Тебе это больше, кажется, нравится?
Я очень тороплюсь на почту, потому как-то не очень хорошо писалось! Принимаю селюкрин.
Зачем пришлешь еще? Его же не надо все время принимать. Это же курс лечения. Этот я кончаю. Какой же перерыв?
79
О. А. Бредиус-Субботина – И. С. Шмелеву
19. Х1. 41[141]
Мой дорогой, родной, далекий… и та-кой близкий сердцу!
Как мне тепло и радостно, что ты где-то меня любишь!
И какая горькая жизнь моя!! Помнишь м. б. (?) когда-то еще давно писала я тебе что-то в этом роде: «но у Вас хоть было счастье…» Написала и испугалась, – не понял бы как намек на меня. Это давно было… Да, почему не подошла тогда?? 6-го окт.? Нет, не узнал бы ты меня, – вот потому верно и не надо было, чтобы подошла. Если бы не узнал, «отделался» бы парой общих милых слов, я же все бы устно уже сказала, и верю не так бы свободно, как тогда в письме… и… этим бы все и исчерпалось. Могло бы так быть ведь?! Сережу моего И. А. тебе рекомендовал. С. был на ужине с тобой. Ты дал ему твой портрет! А я? Я не подошла тогда. Я ведь тогда была «убита Богом»… Я еле-еле принуждала себя показываться людям. Я вся была убита. Нет, ты ни разу не посмотрел на меня. Я сидела с мамой как раз позади проф. Франка363 и его жены364 (знаешь их?), от прохода направо, если стоять лицом к кафедре. Я чудно все помню! Неприметна, вся в черном, за черной вуалькой, траур был, по отчиму. Да, я тогда была совсем свободна, свободней, чем когда-либо раньше… И значит так было надо…

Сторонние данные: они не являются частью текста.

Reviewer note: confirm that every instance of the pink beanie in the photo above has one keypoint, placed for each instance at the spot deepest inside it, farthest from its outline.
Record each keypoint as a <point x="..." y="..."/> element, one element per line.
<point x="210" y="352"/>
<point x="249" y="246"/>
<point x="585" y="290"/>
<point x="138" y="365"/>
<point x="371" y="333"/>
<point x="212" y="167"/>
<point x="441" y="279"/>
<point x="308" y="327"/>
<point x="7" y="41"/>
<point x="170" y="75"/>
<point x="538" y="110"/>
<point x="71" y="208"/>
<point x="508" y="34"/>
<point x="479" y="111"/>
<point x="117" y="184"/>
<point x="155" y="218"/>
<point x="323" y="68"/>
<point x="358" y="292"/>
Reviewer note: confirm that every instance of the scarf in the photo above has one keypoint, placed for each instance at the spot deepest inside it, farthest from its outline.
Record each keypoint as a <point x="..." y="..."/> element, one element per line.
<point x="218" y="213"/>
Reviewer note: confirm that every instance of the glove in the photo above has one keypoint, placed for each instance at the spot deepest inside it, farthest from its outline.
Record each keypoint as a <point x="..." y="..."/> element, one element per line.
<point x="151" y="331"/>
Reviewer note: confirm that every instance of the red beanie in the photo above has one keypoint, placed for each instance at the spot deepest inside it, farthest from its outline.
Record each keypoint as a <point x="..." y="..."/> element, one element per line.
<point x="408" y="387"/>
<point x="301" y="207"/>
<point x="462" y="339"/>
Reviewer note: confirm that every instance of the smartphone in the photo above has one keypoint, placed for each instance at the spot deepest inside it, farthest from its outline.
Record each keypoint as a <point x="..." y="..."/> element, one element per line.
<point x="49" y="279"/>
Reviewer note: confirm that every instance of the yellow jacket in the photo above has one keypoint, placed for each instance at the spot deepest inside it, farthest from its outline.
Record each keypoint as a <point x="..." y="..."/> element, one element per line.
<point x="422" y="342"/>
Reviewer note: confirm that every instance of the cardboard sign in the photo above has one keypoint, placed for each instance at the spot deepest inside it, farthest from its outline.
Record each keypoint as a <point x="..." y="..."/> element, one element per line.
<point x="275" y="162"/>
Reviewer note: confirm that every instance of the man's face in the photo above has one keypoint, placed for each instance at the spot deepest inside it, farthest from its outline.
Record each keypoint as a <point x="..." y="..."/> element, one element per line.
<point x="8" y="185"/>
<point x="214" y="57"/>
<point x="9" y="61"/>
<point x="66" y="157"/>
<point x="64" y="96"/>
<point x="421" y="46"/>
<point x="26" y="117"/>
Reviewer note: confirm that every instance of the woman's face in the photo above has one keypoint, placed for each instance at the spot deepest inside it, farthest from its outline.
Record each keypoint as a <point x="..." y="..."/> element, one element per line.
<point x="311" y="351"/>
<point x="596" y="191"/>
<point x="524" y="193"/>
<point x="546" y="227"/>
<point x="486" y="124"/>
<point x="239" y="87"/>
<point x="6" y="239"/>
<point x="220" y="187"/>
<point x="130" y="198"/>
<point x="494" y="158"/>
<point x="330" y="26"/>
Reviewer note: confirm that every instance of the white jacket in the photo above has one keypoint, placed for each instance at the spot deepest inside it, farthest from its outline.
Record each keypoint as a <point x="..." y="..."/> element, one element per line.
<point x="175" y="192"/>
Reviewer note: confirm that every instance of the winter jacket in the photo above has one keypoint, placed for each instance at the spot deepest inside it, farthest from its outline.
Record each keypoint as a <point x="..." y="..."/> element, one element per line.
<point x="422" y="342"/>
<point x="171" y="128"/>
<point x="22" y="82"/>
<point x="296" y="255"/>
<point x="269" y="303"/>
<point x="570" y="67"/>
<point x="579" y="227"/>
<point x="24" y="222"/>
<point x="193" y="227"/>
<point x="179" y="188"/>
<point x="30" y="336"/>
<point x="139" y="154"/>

Ах, письмо твое!.. Не возноси меня! Я разве стою?! Я очень, очень обыденна! О, если бы так непорочна! Было… было много от того, что пишешь ты. Не то, но от того! «С живой (?) картины список бледный»365. Теперь и этого нет! Я очень была чиста, болезненно чутка к чистоте и правде. Нет, я все же многое утратила на всем моем пути! Ты святотатствуешь, зовя меня святой! Нет, нет! Да, я о тебе молилась! Ты говоришь «не знаю, искала ли ты меня». – Я же тебе писала: «молилась о Вас годами»… Да, искала. Еще бы… раз один – прожить сначала! Я не могу теперь уже давно молиться, хоть постоянно в думах обращаюсь к Богу. Давно отстала по утрам молиться и на ночь. С Wickenburgh'a. Я вся в волнении. Господь простит? Сегодня мама именинница. Хотела помолиться… не вышло. Помолись за меня! А от Марины все ничего! Ужасно!
В последний раз коснусь Земмеринг, чтобы исчерпать эту «тему». Я никогда ничего другого не искала в желании матери послать к тебе дочь, кроме того, что ей обязательно хочется твою «скуку», «пустоту окружения» и т. п. заполнить Милочкой. Так сказать, Милочку пустить в ореол твоего сияния. Это же лестно девочке, да и матери. М. б. она войдет в какой-нибудь «гимн» твой?! И во мне, видя (именно) читательницу-соперницу, – постаралась бы вдвойне это сделать. Таких «мироносиц»366 я много видела у людей тебе подобных. Ничего любовного я и не искала. Не от одной же любви бывает ревность. Ну, Господь с ней! Но, милый, прошу тебя, (исполни хоть раз (!!!!) о чем прошу) не пиши ей ничего обо мне. Исполнишь? Я ведь могу тоже хоть что-то пожелать?! Мне жаль, что я ее коснулась… я не знала, что она тебе духовно так дорога. Ты ей писал о «Путях Небесных», м. б. даже раньше, чем мне, на мои мольбы (сквозь го-ды!). Я не упрекаю. Но это мне мерило! Оставь ее и меня в отдельности. Я не хочу ее писем, не хочу какого бы то ни было ее касания. Я тоже очень верно чую людей. Никогда не обманывалась. Обещаешь? Ты непослушный, впрочем, ни одной моей воли не исполнил! Нет, не сержусь, а только так знакомлюсь с тобой и в этом. Не надо духов! Мне совестно! Умоляю, не балуй меня! Ничто не делает меня в жизни (в «свете») такой беспомощной, как комплименты и подарки… Я глупо теряюсь. Книги твои я с радостью принимаю… как тебя!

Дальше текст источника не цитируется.